A Popular Science Article on the Pace of Progress Towards Treatments for Aging

Popular science articles covering the longevity industry and research into the treatment of aging tend to be a grab-bag of different projects and people of wildly different value and characteristics, all given much the same weight in the narrative. It takes a year or two of work to come to some initial understanding of the state of the field of aging research, to be able to start to distinguish good ideas from bad ideas, and make arguments about what is likely to have larger versus smaller effects on aging. No popular science journalist has put in that time. If looking for a single point of blame, it may be that there is at present no agreed-upon way to measure efficacy of a treatment for aging in humans, coupled to the point that most approaches to slow aging via metabolic adjustment behave quite differently in long lived species (such as our own) versus short-lived species (such as laboratory mice). Absent a way to rapidly assess a treatment for aging in humans, people can continue to equate likely good and likely bad approaches without being called on it.

Longevity research is advancing - but slowly. Clinical trials are moving forward on select uses for longevity drugs, younger researchers are taking the field more seriously, and private organizations are pledging significant support to research: The Saudi-based Hevolution Foundation has promised up to $1 billion in funding annually for biotech startups and academic researchers.

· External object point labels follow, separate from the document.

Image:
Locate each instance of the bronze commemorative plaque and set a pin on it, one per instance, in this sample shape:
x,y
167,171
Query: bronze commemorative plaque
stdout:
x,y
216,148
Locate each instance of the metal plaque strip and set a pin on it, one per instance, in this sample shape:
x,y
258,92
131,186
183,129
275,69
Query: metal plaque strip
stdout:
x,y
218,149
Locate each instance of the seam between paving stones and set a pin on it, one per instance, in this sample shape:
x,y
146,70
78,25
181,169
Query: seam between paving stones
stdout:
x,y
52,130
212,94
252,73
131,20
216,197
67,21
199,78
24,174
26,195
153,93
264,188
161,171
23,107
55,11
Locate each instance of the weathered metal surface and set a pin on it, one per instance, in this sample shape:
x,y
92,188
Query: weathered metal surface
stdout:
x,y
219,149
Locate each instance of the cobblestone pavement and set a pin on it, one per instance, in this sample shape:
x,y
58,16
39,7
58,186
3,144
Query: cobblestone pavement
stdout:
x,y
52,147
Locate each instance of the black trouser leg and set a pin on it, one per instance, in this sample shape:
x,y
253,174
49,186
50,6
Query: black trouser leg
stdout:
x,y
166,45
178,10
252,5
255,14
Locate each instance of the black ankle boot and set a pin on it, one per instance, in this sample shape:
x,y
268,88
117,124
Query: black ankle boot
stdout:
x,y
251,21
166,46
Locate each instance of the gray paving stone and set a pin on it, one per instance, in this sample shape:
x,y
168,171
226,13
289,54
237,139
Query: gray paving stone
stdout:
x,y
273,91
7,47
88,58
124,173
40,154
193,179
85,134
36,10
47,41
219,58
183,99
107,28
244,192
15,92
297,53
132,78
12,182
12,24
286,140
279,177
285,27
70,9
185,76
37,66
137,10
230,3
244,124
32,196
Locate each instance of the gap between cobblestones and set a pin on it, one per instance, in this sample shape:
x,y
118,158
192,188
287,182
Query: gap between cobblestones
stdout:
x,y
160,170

But while there likely remain many promising treatment candidates that have yet to be identified, they would take decades to reach clinical trials. Even academics who are bullish on the promise of longevity research fear that, for all the fanfare, the field has become too fixated on a few drugs and lifestyle adjustments that have been under investigation for years, while neglecting the basic research that could reveal novel pathways to slow down human aging.

In the last two decades, scientists have performed hundreds of lab experiments - mostly on animals - on drugs like rapamycin, canagliflozin, acarbose, empagliflozin, metformin, and on interventions like calorie restriction in diets and removal of nondividing senescent cells. Instead of testing the effects of these treatments on specific illnesses, many of these studies test whether certain interventions slow down animals' aging processes and help them live longer.

The expansion of longevity research has unearthed some potentially useful information about which biological mechanisms control aging and how to alter them. In mice and other species, changing a single pathway has the power to extend life by significant margins, raising hopes that if humans respond similarly, certain drugs could extend human lives by years. The horizon for this future is still far off. Most researchers I spoke to didn't believe that humans were going to experience a rapid increase in life expectancy any time soon - or maybe ever. They believed progress would instead be made in healthspan, helping people stay healthier for longer and avoiding long periods of physical and cognitive decline as they get older.